Even if you haven’t introduced a cookie banner, Google Analytics (and others) are alerting users to these changes and giving them the choice to opt out.

What’s the net result? If your visitor rejects your cookies, it can throw your analytics into a tailspin. While you may be less able to track your traffic, it hasn’t necessarily gone anywhere. That’s not reassuring, though, so here are three recommendations for what you can do:

1. Anonymize your IP address data in Google Analytics

For some businesses (and site visitors), simply anonymizing the IP addresses of your users may be sufficient to minimize GDPR concerns. Check with your legal counsel to be sure, but Google Tag Manager and Google Analytics now provide an “IP Anonymization” feature which should rid your analytics of any PII.
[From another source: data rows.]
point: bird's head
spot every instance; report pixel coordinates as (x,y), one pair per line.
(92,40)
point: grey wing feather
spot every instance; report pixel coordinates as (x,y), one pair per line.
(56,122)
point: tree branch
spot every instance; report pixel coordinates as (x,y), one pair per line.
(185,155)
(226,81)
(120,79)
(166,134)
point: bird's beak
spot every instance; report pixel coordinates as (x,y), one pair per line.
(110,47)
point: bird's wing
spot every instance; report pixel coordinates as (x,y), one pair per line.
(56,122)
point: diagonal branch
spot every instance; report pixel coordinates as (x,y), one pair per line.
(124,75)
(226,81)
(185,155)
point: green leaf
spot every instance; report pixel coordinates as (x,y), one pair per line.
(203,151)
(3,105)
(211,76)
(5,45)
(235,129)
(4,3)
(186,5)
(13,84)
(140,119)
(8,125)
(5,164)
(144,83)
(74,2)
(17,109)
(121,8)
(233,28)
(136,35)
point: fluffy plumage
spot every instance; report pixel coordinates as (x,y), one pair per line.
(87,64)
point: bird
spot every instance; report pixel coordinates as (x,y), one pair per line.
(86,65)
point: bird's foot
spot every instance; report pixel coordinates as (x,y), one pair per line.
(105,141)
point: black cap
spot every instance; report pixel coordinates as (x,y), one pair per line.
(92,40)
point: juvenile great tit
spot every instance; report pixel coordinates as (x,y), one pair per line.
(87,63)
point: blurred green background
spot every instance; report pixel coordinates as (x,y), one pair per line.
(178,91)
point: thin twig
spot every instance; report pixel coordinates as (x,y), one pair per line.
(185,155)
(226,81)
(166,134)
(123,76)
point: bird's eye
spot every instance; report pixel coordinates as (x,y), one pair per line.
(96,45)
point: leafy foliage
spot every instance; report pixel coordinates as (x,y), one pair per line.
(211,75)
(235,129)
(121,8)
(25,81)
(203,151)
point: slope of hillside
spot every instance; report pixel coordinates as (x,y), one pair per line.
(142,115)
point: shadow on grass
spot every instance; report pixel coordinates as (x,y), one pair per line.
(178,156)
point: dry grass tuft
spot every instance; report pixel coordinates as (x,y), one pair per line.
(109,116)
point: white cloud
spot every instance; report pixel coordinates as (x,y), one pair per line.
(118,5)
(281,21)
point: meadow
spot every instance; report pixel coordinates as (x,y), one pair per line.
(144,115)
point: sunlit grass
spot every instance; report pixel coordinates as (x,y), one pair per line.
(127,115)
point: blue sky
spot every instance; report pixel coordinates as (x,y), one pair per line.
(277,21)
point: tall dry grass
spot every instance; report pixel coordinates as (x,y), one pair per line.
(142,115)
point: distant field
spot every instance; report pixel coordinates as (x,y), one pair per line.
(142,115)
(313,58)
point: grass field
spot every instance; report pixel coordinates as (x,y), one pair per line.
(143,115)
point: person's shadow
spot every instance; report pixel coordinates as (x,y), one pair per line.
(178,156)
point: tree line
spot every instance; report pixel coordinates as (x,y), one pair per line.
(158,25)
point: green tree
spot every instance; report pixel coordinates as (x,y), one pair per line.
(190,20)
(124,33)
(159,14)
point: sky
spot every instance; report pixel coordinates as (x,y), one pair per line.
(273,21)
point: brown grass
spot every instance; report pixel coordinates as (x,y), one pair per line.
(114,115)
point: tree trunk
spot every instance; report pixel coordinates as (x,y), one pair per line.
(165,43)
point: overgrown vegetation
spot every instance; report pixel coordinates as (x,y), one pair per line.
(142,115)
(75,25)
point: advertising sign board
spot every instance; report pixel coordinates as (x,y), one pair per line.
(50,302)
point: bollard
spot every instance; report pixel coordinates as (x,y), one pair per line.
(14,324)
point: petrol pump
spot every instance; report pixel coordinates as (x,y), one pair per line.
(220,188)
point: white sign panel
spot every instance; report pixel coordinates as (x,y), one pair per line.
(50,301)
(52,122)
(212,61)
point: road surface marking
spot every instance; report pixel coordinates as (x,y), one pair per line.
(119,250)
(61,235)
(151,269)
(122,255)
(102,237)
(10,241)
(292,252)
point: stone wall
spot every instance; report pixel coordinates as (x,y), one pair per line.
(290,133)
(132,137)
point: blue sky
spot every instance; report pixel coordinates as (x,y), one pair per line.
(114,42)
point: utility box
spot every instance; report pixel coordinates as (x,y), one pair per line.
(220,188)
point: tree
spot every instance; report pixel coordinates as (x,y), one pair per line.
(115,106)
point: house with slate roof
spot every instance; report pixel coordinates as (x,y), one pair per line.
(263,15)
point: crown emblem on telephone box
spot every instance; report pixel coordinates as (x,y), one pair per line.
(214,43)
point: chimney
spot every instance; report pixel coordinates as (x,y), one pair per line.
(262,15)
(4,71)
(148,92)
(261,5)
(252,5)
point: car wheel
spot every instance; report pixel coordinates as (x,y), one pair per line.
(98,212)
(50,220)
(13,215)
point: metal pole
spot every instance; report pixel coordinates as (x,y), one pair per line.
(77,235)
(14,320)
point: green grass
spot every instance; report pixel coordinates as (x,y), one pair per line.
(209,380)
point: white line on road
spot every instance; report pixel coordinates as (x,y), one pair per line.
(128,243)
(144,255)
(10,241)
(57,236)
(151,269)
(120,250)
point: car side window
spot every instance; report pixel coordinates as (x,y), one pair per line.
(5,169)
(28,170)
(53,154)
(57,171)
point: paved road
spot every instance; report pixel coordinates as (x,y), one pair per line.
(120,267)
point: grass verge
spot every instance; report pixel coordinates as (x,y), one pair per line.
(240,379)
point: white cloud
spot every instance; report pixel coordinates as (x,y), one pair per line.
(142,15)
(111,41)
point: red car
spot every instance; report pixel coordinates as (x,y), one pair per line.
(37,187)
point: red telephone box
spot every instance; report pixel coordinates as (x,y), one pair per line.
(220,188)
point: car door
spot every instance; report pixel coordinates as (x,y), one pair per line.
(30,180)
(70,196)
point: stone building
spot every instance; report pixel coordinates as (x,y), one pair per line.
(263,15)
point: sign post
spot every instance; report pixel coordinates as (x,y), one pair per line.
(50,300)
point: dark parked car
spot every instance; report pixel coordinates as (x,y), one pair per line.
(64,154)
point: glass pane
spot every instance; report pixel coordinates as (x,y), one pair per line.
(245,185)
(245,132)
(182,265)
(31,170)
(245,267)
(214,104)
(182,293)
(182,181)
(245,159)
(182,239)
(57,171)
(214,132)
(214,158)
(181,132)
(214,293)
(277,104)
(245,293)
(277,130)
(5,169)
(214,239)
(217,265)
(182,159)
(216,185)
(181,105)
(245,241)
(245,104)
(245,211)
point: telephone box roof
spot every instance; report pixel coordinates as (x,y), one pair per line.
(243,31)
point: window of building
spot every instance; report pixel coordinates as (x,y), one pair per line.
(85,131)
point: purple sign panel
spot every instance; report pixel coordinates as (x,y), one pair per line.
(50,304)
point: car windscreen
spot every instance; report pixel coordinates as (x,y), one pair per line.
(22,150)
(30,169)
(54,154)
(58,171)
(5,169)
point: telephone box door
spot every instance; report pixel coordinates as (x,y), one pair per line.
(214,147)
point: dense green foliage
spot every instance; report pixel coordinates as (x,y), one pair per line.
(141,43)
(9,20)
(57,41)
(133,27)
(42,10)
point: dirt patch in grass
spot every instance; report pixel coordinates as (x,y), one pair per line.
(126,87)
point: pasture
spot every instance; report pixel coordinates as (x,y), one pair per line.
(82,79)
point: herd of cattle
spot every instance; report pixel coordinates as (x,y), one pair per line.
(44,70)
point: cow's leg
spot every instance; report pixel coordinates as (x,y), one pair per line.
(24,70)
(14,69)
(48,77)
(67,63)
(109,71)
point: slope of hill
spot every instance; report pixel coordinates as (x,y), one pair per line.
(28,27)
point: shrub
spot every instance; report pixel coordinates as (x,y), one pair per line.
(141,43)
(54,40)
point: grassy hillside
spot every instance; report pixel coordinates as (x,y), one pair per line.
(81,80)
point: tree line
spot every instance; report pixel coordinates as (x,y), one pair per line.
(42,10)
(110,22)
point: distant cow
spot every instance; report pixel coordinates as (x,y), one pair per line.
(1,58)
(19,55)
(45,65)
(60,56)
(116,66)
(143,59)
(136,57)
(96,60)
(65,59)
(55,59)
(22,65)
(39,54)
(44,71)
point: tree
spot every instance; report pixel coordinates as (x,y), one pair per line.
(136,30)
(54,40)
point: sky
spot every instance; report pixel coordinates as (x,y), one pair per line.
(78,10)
This can be handled by adding a Google Analytics setting to your Google Tag Manager configuration. It can also be accomplished programmatically, via details here and here. (For those interested in going deeper, here’s a great write-up at Jeffalytics.)

It’s also worth mentioning that, beyond anonymizing the IP address, it’s also possible to anonymize all data collected.

2. Implement another solution for visitor analytics

There are other analytics solutions, as well as customizations of Google Analytics, that can be used to restore some level of your visitor traffic analysis without violating the GDPR and related privacy directives. If more accurate analytics are critical to your business, reach out and let’s discuss how we can help.

3. When the visitor requests it, disable tracking via the Google Analytics API

If there’s no better option, use Google’s Analytics.js API to opt the user out of analytics tracking.

Unfortunately, while none of these recommendations will bring back your lost traffic, they can help to explain where your visitors have gone. Then, at least, to quote Jesse Montgomery, you won’t “go down in history as the dudes who destroyed the universe” (or the people that inexplicably shredded the subscriber list).